Dr Elena Conti is a group leader in the Gene Expression Unit at the European Molecular Biology Laboratory in Germany. Her work uses x-ray crystallography to study the structure and function of proteins involved in disease and thus extends from the pioneering work of Dorothy Hodgkin. This lecture was organised by the Oxford International Women's Festival with the support of Oxford AWiSE and Somerville College.
The central dogma of biology tells us that the structure of DNA is translated into RNA which in turn provides the template for the formation of proteins. Although we can calculate the linear structure of a protein from the DNA sequence that produces it, this gives us limited information about the function of that protein. The crystal structure of a protein, on the other hand, gives a good crystallographer an immediate idea about its function. Comparison of the structure with that of proteins whose function is known can give valuable insights into how the protein works.
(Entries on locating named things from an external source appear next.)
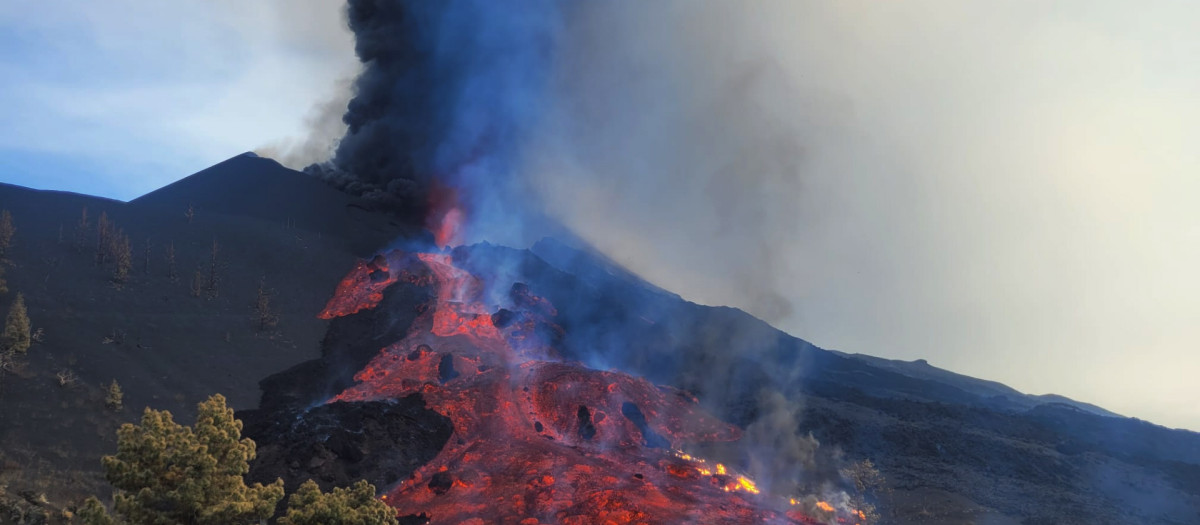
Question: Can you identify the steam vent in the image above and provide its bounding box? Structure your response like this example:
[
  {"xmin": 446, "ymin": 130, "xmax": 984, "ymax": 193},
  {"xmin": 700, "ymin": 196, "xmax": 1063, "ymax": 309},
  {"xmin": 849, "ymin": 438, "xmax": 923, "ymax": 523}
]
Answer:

Dr Conti is interested in the molecular mechanisms that govern the transport of nuclear proteins and RNAs from their site of synthesis to their site of function. Many diseases are caused by mutations in RNA. Transport of RNA from the nucleus to the cytosol of cells is limited by several mechanisms that make sure that only correctly transcribed and processed RNAs are exported and translated. One of the errors that has been found to occur in the transcription of DNA into RNA results in "nonsense mutations" which prematurely halt the process that produces the protein. A quality control process exists that detects the RNA containing these "nonsense mutations" and degrades it before it gives rise to truncated and potentially harmful protein products. However in some diseases, such as certain forms of cystic fibrosis, it is the destruction of the RNA containing a "nonsense mutation" that leads to the disease since the proteins that are no longer formed are critical to the function of the body. The work of Dr Conti's laboratory involves studying the crystal structures of enzymes involved in this degradation mechanism. They have established that the molecules contain a central core through which portions of RNA are threaded and then degraded. If these sites of action are blocked then the function of the enzyme is inhibited. The mutated RNA is no longer degraded and a truncated protein is formed. It is hoped that the presence of this truncated protein may be sufficient to prevent the progression of the disease.